とある終焉-メローネ(request)
「………ごめん」

 nameは、俺に背を向けてメローネの胸に戻った。
 その揺れる肩を見て、どうしたら良いのかわからなくなる。
 ゆっくりと差し伸べていた手をおろし、ホワイトアルバムも解除する。
「……name」
「ごめんなさい……」
 気まずい雰囲気が、俺たちを包み込む。ただその中で、メローネだけは笑顔だった。
 その、気色悪い笑顔を一発ぶん殴ってやりたい。
 けれど、その気力はどこからも湧いてこない。
「……あーあ、振られちゃったなぁギアッチョ」
「………るせぇ」
 いかにも楽しそうな声音で、俺を馬鹿にしてくるメローネ。怒鳴る気力もない。
 メローネは泣いているnameに顔を上げさせ、目じりからこぼれる涙を舌で掬い取る。

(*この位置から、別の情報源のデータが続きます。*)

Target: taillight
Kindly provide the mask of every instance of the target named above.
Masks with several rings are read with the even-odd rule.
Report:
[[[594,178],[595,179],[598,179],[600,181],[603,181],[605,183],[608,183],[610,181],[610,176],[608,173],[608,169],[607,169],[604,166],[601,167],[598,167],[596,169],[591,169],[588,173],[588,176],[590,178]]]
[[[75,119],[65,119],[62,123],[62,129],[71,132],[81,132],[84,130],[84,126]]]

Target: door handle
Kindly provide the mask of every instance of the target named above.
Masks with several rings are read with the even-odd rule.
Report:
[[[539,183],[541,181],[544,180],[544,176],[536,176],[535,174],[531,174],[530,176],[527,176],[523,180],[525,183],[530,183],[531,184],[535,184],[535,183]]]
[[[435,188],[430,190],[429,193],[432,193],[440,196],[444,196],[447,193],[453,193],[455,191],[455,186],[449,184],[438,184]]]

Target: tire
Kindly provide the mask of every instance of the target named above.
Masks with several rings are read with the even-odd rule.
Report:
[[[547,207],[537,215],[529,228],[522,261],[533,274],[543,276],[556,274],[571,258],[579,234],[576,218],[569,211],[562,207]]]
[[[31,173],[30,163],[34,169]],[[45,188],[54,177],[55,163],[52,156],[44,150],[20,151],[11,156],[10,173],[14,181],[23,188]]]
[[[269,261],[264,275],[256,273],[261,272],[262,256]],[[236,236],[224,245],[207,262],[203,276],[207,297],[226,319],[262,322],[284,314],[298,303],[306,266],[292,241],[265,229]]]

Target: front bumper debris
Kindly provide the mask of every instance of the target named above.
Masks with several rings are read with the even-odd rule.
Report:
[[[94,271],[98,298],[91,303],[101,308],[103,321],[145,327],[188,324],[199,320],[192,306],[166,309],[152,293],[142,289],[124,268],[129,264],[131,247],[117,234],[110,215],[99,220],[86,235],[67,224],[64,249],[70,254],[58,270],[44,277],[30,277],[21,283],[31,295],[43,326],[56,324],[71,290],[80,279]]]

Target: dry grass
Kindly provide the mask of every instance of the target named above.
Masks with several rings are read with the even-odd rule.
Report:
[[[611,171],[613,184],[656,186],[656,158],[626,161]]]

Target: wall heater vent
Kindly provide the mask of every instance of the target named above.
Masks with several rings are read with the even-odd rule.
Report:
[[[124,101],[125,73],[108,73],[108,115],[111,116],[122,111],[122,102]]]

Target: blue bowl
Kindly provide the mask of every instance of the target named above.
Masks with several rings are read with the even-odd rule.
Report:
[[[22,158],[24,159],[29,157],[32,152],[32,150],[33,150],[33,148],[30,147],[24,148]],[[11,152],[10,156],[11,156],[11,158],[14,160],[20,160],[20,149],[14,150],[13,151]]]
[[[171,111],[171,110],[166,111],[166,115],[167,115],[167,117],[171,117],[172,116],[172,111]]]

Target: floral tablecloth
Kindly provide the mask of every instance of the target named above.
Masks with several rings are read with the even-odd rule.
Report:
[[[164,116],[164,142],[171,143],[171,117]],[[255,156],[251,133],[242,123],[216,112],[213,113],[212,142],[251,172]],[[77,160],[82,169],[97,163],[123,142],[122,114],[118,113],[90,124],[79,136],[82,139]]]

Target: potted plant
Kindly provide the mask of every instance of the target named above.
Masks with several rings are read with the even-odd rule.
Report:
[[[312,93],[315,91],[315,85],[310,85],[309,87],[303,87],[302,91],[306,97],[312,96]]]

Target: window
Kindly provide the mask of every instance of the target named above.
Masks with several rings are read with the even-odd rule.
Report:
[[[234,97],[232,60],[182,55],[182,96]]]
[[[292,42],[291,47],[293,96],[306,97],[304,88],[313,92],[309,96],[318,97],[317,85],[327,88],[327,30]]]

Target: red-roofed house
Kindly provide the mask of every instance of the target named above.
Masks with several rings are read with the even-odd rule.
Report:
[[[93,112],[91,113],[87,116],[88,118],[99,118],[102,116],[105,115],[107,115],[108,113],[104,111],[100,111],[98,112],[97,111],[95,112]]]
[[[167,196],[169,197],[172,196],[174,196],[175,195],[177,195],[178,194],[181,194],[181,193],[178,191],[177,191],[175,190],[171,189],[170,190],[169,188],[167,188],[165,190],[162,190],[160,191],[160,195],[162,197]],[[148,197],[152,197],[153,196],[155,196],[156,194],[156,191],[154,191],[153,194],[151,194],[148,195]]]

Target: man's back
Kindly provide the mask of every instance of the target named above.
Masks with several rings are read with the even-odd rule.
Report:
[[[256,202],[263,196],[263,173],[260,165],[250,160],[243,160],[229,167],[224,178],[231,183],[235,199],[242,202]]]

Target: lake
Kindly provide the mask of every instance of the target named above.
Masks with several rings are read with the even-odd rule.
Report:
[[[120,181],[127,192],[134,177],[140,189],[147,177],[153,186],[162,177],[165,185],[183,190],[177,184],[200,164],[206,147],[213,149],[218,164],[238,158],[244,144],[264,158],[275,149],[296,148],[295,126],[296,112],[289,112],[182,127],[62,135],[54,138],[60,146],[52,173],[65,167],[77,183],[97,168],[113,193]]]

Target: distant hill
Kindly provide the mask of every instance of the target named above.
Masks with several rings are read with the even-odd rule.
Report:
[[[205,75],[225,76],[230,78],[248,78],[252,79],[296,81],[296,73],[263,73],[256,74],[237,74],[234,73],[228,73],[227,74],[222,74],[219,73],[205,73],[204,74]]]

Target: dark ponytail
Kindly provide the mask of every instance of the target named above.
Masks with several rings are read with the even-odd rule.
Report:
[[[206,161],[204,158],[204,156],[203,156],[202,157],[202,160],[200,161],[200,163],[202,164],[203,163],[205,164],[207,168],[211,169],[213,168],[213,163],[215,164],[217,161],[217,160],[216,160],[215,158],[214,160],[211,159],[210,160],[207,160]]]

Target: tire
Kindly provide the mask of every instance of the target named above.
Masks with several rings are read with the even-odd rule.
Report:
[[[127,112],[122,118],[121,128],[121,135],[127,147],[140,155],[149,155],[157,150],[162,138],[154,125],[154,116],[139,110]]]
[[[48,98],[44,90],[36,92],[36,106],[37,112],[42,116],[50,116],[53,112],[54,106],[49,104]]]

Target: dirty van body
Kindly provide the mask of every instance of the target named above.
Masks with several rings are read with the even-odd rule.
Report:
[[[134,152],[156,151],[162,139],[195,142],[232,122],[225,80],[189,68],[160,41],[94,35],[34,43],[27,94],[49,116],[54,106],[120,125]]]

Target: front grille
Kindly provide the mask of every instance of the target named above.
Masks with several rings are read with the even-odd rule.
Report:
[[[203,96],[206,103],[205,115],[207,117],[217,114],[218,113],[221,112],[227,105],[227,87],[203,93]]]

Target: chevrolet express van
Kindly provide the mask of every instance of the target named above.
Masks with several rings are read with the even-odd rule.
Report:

 そしてそのまま、舌を唇に這わせ、ねっとりとキスをした。
 その光景を見て、俺は眉根を寄せるしかない。ただ、どす黒い不快感だけが、心に残る。
「んっ……や…メローネ……!」
 nameがメローネを押しのけ、ようやくキスが終わる。
 一瞬だけ、nameと目があった。…どちらが先に、目を逸らしたのかはわからない。
 メローネは楽しそうに、あごに伝った唾液をぬぐっている。
「……さっさと帰れよ、てめーら」
「言われなくても帰るさ。はい、name。ヘルメット」
 nameにヘルメットを手渡して、nameの腰に手を回しながらメローネはバイクに向かって歩き出す。
 ……俺も部屋に戻ろう。
「あっ、ギアッチョ」
 ドアノブに手をかけたとき、メローネの能天気な声に呼び止められる。
 振り返りたくないが、反射で振り返ってしまった。
「いつでも“貸して”あげるよ」
「………」
 ガンッ。
 ドアを蹴りあけ、俺は部屋に入る。
 鍵をかけて、そのまま玄関に座り込んだ。
「クソっ………」
 こんな思いをしても。
「……諦めれねぇ……」
 俺はnameのことを諦められない。